Man's whole conduct in life depends upon what he holds in his thought.

Bowl of Saki, by Hazrat Inayat Khan
Commentary by Pir-o-Murshid Inayat Khan:

The heart, which is called a mirror in Sufi terms, has two different actions which it performs. Whatever is reflected in the heart does not only remain a reflection but becomes a creative power, productive of a phenomenon of a similar nature. For instance a heart which is holding in itself and reflecting the rose, will find roses everywhere. Roses will be attracted to that heart; roses will be produced from it and for it. As this reflection becomes stronger, so it becomes creative of the phenomenon of roses.

The heart that holds and reflects a wound will find wounds everywhere, will attract wounds, will create wounds; for that is the nature of the phenomenon of reflection. ... There is another aspect of this reflection, and that is what one thinks, one becomes. One becomes identified with it. Therefore, the object which is in one's thought becomes one's own property, one's own quality.

A person (lacking mastery) holds a thought in mind, whether it is beneficial to him or not, without knowing the result which will come from it. It is like a child who holds a rattle in his hand and hits his head with the rattle and cries with the pain, and yet does not throw the rattle away. There are many who keep in their mind a thought of illness or a thought of unkindness done to them by someone and suffer from it, yet not knowing what it is that makes them suffer so, nor understanding the reason of their suffering.

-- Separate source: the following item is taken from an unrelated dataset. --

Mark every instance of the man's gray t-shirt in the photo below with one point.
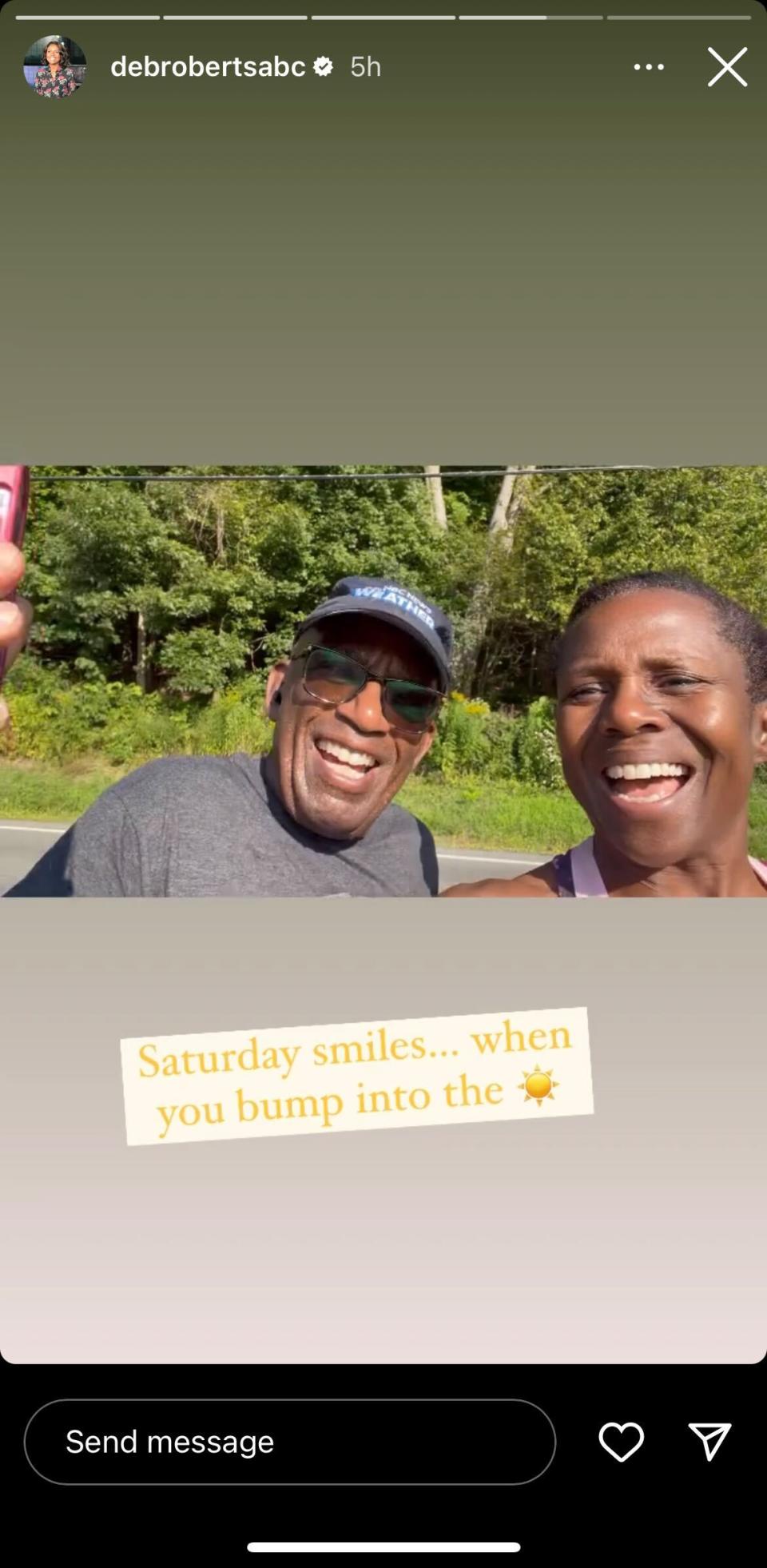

Man's whole conduct in life depends upon what he holds in his thought. The thought of the wicked produces in him wickedness, and the thought of the good creates goodness. The love of Rasul, the divine ideal, enables one to concentrate upon this ideal. Since all in the garb of matter are to be separated one day in life, good or wicked, friends or foes, what alone is reliable is the ideal which man creates within himself, call it Christ, Buddha, Krishna or Muhammad.